In this movie Allen makes emo funny. Every character is dealing with some kind of emotional crisis. Weist’s Holly tries to compete with her friend (Carrie Fisher) for the affections of an architect (Sam Waterston) and has to deal with being second fiddle. Hershey’s Lee struggles with infidelity and being her husband’s only link to the outside world. Farrow’s Hannah is over-nurturing and drives everyone in her life away because of it. Their mom is a raging alcoholic who talks about her various love affairs in front of her husband. This is all serious stuff that could easy turn into a cry-fest, but Allen somehow makes it funny…really funny.
I’ve seen this movie way too many times, and one thing that you don’t notice at first is how rigidly structured it is. The film spans 2 years, starting and ending with a Thanksgiving dinner with the family, and is divided by title cards that bookmark certain character’s arcs. This works because you get lost in the journey of each individual, and the constant cutting between stories is perfectly paced. You get the sense that each character is interesting enough to warrant their own film, so the brief glimpses into their lives works really well.

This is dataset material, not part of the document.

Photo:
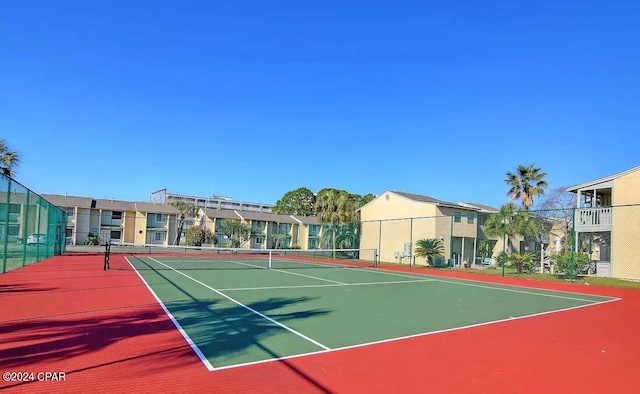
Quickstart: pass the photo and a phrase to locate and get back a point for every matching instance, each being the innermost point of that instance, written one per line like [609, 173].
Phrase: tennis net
[210, 258]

Overall, this might just be my favorite Woody Allen film. It’s definitely the one I’ve watched the most. Even though his films are often hit or miss, when he’s at his best, he’s hard to beat. And this is one of the best.
It’s definitely worth noting that our own Movieland will be showing Hannah and Her Sisters as part of their Movies and Mimosas series this Sunday (5/31) at 11am. I will be there geeking out and maybe drinking!
The movie is amazing…just ignore that 10 year old extra, Soon-Yi.